A fourth danger is similar: just as individuals must be allowed to differ, so must communities be allowed to be distinct.  Vanier says,    

One of the signs of life in a community is the creation of links with others. An inward-looking community will die of suffocation. Living communities are linked to others, making up a huge reservoir of love for the world. And as only the one Spirit inspires and gives life, communities being born or reborn will be alike without ever knowing each other; the seeds the Spirit sows across the world, like prophetic signs for tomorrow, have a common source. It is a sign of maturity for a community to bind itself in friendship with others; it knows its own identity, so doesn’t need to make comparisons. It loves even the differences which distinguish it, because each community has its own gift which must flourish. These communities are complementary; they need each other. They are all branches of that unique community which is the Church, the mystical body of Christ.
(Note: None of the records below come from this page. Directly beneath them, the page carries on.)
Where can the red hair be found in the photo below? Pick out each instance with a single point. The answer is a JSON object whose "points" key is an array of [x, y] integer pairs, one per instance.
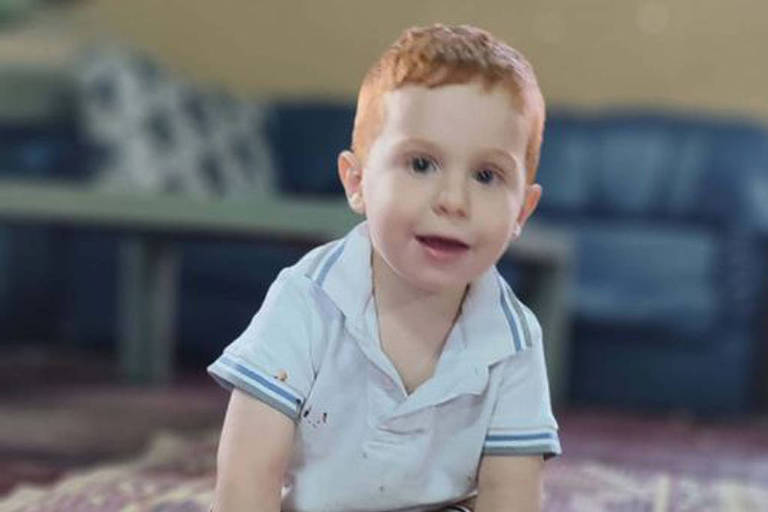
{"points": [[441, 55]]}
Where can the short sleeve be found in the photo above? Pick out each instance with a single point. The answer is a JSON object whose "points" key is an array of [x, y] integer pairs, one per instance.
{"points": [[277, 343], [522, 422]]}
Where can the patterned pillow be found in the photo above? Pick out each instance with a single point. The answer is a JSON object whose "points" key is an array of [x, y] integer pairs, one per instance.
{"points": [[154, 131]]}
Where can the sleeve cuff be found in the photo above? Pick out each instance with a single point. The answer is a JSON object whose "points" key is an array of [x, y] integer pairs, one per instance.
{"points": [[230, 372], [545, 443]]}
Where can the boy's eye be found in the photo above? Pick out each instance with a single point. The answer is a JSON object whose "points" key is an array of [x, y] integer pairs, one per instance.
{"points": [[421, 164], [485, 176]]}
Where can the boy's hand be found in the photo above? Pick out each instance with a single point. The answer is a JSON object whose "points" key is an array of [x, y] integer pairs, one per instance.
{"points": [[254, 451]]}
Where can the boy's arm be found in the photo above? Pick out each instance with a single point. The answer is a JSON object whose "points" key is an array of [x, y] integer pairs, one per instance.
{"points": [[254, 451], [509, 483]]}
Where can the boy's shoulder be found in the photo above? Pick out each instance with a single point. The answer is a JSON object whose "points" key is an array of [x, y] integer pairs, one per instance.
{"points": [[311, 264]]}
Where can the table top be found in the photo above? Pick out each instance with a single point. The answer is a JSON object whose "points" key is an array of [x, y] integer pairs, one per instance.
{"points": [[79, 205]]}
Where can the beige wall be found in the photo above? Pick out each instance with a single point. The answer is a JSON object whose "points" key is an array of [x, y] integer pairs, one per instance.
{"points": [[706, 54]]}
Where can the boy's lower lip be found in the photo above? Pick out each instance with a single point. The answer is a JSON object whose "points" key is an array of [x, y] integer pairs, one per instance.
{"points": [[441, 251]]}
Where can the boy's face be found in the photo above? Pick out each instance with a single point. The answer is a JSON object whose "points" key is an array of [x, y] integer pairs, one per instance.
{"points": [[448, 163]]}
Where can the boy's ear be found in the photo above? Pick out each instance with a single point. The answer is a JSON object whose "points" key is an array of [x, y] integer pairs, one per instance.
{"points": [[532, 196], [351, 175]]}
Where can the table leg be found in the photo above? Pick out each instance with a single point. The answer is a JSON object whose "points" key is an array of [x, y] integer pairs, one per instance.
{"points": [[147, 304]]}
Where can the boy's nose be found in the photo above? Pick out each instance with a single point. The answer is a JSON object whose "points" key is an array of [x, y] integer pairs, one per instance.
{"points": [[452, 197]]}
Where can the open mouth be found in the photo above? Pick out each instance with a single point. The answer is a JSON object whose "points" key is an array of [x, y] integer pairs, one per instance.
{"points": [[442, 244]]}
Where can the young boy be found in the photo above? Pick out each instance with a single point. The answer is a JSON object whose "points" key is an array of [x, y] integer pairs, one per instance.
{"points": [[394, 369]]}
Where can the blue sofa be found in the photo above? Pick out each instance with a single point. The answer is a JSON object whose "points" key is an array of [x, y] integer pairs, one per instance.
{"points": [[669, 214]]}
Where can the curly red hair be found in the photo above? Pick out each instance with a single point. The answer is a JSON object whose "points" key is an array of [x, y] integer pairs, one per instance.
{"points": [[441, 55]]}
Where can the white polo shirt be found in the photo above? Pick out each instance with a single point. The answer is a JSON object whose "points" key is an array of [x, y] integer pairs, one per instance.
{"points": [[361, 442]]}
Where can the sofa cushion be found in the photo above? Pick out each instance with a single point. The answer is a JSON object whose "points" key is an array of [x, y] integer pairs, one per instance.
{"points": [[655, 167], [644, 275]]}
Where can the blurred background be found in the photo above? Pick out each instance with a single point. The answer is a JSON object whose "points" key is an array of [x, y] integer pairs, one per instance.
{"points": [[160, 162]]}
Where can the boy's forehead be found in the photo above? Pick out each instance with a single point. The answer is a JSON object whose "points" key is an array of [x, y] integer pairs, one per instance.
{"points": [[456, 114]]}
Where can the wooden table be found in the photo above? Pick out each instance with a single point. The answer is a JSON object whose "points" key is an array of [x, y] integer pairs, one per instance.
{"points": [[152, 226]]}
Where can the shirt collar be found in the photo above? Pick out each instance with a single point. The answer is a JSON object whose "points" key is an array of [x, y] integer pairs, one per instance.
{"points": [[493, 323]]}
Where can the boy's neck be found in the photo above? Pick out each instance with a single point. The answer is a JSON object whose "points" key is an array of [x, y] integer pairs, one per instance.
{"points": [[396, 297]]}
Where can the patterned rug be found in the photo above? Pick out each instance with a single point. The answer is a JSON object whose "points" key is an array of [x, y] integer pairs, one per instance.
{"points": [[176, 474]]}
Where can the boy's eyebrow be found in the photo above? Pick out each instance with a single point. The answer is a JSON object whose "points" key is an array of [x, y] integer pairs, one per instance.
{"points": [[431, 146], [417, 141]]}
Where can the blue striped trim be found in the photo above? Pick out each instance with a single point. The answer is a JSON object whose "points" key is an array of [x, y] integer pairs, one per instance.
{"points": [[520, 315], [329, 262], [261, 380], [546, 444], [510, 318], [520, 437]]}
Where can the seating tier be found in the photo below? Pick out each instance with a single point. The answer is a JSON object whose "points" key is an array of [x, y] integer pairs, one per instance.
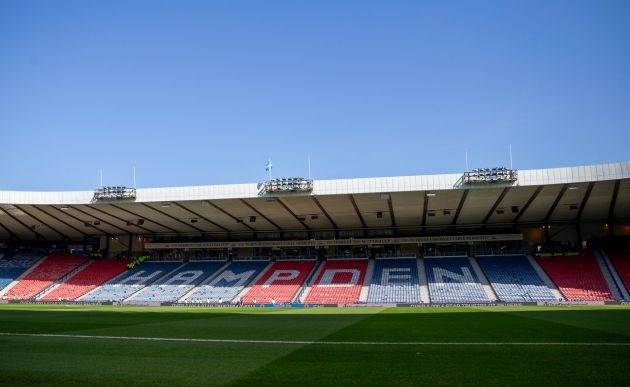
{"points": [[53, 268], [578, 278], [514, 279], [339, 282], [226, 285], [453, 280], [395, 281], [90, 277], [280, 283]]}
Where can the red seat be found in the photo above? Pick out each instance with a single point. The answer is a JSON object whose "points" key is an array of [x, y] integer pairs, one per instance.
{"points": [[578, 278], [620, 259], [45, 274], [280, 283], [90, 277], [339, 282]]}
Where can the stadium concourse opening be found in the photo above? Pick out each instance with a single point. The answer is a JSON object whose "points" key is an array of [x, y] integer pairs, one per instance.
{"points": [[487, 236]]}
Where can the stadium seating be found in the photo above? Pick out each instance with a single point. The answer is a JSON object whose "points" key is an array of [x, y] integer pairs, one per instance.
{"points": [[90, 277], [52, 269], [172, 287], [11, 269], [395, 281], [123, 286], [280, 283], [514, 279], [578, 278], [620, 259], [453, 280], [339, 282], [226, 285]]}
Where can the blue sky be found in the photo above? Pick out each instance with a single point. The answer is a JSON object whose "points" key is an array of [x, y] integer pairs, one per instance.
{"points": [[204, 92]]}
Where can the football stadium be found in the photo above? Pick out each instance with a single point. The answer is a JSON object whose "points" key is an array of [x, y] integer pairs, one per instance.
{"points": [[308, 276], [286, 193]]}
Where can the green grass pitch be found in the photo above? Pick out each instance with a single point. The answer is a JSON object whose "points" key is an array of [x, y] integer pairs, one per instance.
{"points": [[319, 346]]}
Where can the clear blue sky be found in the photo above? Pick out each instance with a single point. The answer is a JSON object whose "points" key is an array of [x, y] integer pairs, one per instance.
{"points": [[203, 92]]}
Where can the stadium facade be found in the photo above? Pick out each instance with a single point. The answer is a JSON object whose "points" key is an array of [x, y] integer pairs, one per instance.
{"points": [[482, 236]]}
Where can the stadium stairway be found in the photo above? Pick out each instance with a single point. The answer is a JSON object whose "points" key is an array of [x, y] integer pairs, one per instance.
{"points": [[543, 276], [280, 283], [514, 279], [453, 280], [228, 284], [394, 281], [61, 280], [340, 282], [45, 274], [578, 278], [608, 276], [183, 298], [484, 281], [618, 260], [131, 281], [85, 279], [309, 282], [176, 284], [365, 289], [15, 268], [424, 283]]}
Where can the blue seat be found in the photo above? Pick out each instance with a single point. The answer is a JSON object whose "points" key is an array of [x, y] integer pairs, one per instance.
{"points": [[226, 285], [172, 287], [126, 284], [514, 279], [11, 269], [452, 280]]}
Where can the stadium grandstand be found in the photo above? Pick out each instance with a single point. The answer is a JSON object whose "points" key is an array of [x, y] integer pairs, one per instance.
{"points": [[485, 236]]}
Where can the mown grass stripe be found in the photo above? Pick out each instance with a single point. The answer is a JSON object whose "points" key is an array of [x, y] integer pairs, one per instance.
{"points": [[306, 342]]}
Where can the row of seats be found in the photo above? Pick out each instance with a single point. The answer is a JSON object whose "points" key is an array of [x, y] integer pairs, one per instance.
{"points": [[11, 269], [453, 280], [450, 280], [92, 276], [128, 283], [174, 286], [578, 278], [514, 279], [280, 283], [228, 284], [395, 281], [45, 274]]}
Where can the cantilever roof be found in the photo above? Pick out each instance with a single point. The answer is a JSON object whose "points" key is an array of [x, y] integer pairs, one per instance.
{"points": [[595, 192]]}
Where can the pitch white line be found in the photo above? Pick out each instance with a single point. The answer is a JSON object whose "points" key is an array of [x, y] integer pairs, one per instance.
{"points": [[307, 342]]}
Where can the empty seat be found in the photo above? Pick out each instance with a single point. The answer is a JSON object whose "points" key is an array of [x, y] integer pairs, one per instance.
{"points": [[514, 279], [280, 283], [620, 258], [123, 286], [395, 281], [226, 285], [339, 282], [172, 287], [90, 277], [11, 269], [453, 280], [53, 268], [578, 278]]}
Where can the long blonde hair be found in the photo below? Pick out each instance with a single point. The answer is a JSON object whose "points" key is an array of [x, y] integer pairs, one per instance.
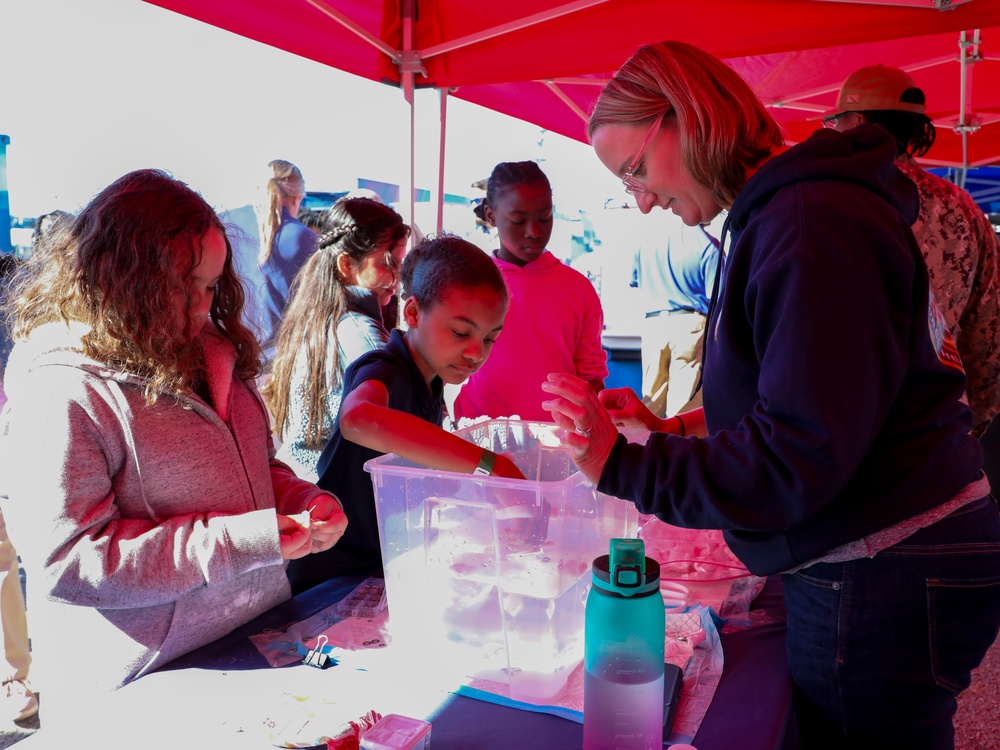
{"points": [[283, 183], [725, 130]]}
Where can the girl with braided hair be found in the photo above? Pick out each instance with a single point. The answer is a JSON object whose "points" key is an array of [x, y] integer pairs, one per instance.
{"points": [[334, 315]]}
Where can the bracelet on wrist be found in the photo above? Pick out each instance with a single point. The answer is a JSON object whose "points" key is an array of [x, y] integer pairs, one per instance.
{"points": [[486, 462]]}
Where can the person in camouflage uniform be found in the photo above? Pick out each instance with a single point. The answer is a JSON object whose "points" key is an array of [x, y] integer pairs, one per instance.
{"points": [[956, 238]]}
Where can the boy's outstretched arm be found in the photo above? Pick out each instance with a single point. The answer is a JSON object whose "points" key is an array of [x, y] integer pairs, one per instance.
{"points": [[366, 419]]}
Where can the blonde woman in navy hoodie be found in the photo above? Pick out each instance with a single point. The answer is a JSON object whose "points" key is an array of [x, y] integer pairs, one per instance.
{"points": [[833, 446], [137, 463]]}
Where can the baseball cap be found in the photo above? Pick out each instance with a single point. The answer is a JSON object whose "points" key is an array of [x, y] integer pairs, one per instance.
{"points": [[875, 87]]}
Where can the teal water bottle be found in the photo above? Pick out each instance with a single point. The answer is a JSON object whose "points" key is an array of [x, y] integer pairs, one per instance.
{"points": [[623, 652]]}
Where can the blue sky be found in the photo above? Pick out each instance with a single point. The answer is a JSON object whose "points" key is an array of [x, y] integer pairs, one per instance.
{"points": [[96, 88]]}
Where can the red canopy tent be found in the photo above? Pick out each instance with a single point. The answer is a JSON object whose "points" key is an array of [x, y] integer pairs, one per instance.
{"points": [[544, 61]]}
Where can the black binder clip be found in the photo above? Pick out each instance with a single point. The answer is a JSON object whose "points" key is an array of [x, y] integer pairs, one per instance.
{"points": [[317, 657]]}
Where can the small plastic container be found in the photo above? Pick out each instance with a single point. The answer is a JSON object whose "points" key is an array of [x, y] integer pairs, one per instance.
{"points": [[366, 601], [396, 732]]}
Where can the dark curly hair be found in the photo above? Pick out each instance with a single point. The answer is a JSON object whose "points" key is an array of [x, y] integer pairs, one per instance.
{"points": [[126, 259], [445, 261]]}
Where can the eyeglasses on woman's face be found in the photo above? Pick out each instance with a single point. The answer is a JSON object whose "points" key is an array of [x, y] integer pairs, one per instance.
{"points": [[840, 120], [629, 180]]}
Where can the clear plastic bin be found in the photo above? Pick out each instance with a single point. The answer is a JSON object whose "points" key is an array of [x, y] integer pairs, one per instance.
{"points": [[492, 574]]}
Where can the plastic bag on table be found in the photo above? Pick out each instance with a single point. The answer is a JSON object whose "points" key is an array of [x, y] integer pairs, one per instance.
{"points": [[701, 559]]}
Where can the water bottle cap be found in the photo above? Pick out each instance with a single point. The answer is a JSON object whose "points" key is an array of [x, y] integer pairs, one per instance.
{"points": [[626, 571]]}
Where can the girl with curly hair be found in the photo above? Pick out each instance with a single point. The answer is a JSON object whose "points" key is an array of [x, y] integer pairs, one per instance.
{"points": [[139, 481]]}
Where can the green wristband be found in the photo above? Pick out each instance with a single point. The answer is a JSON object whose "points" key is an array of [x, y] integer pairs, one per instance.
{"points": [[486, 462]]}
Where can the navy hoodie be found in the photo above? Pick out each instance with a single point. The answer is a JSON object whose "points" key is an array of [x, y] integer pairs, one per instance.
{"points": [[833, 399]]}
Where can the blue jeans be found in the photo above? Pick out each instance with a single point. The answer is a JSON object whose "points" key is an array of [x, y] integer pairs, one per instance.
{"points": [[880, 647]]}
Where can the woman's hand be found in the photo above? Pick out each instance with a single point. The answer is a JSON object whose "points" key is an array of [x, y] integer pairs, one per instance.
{"points": [[295, 536], [504, 466], [328, 522], [590, 432], [628, 410]]}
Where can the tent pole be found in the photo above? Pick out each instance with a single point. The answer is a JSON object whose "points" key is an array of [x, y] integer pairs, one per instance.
{"points": [[408, 10], [443, 92]]}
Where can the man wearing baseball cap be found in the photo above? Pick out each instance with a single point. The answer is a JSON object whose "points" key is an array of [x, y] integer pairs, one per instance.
{"points": [[958, 242]]}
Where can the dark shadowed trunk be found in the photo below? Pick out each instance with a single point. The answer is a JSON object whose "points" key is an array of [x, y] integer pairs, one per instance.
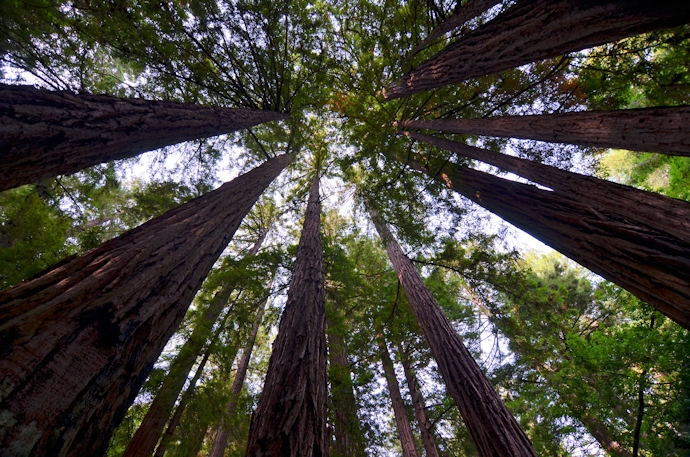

He is the vine of which the communities are branches.  

On reflection, I think that all of these dangers can be traced to a common theme.  Unhealthy communities do not set others free to be what God has intended them to be; rather, they play a destructive role by foisting an oppressive idealism upon them.  

If this is the main problem, it relates well to what some have considered the greatest challenge to true community life and formation: the necessary breakthrough into loving people as they actually are.  M. Scott Peck, in The Different Drum, has this to say about the stages of formation:  

Communities, like individuals, are unique. Still we all share the human condition. So it is that groups assembled deliberately to form themselves into community routinely go through certain stages in the process. These stages, in order, are: Pseudocommunity, Chaos, Emptiness, Community.  

In the Student Handbook for St. Stephen’s University I tried to explain it this way:    

People typically go through a process in the formation of true community. At first there is joy at the excitement of meeting others, and people are polite, rarely expressing all that they have to say. Over time they begin to notice how different others actually are, as acceptance brings greater levels of honesty. This sometimes brings discomfort and a feeling of alienation. Soon, however, these negative feelings are replaced by a diligent attempt to heal the others, by making them think and act more like we do. It is only after the frustration and emptiness of this failed attempt that we actually learn to accept people for who they really are, with all of their differences. This is the beginning of the learning of real love, and it is the beginning of true community. It must be this way. People must be accepted for who they really are, not what we want them to be.  

When it works it’s amazing.  I have a friend who calls it “Life at the Oasis.” In healthy community, as people are set free to be who they are and to grow in the direction that God intends for them, life takes on a joy that is rarely experienced in other settings.  It is like adding harmony to a simple melody: suddenly there is beauty that is more than the sum of the parts.  A context that is deeper than normal life is created, and shared learning results in deeper formation and shared anointings.  God works powerfully in true community.  From the Scriptures we know that community provides a basis for evangelism (Jn. 13:34-35), nurture (Acts 2:42-47; 4:32-35), and healthy body life (1 Cor. 12-14).  It also provides a prophetic picture to the world of what life in God can be  (Mt. 5:14-16).  

Best of all, though, is the teaching that Jesus gives of the community as the container of God’s presence.  He told His disciples on the evening of the Last Supper that if they would keep His commandments (particularly, in context, to love one another) that the Father would love them, and that both He and the Father would come and live with them (Jn. 14:23).  I think that God is irresistibly drawn to places where people who love Him encourage each other and help each other with practical acts of love.  This is real life and not Camelot.  I for one would rather live in the reality of God’s Kingdom than in the wish dream of a human ideal.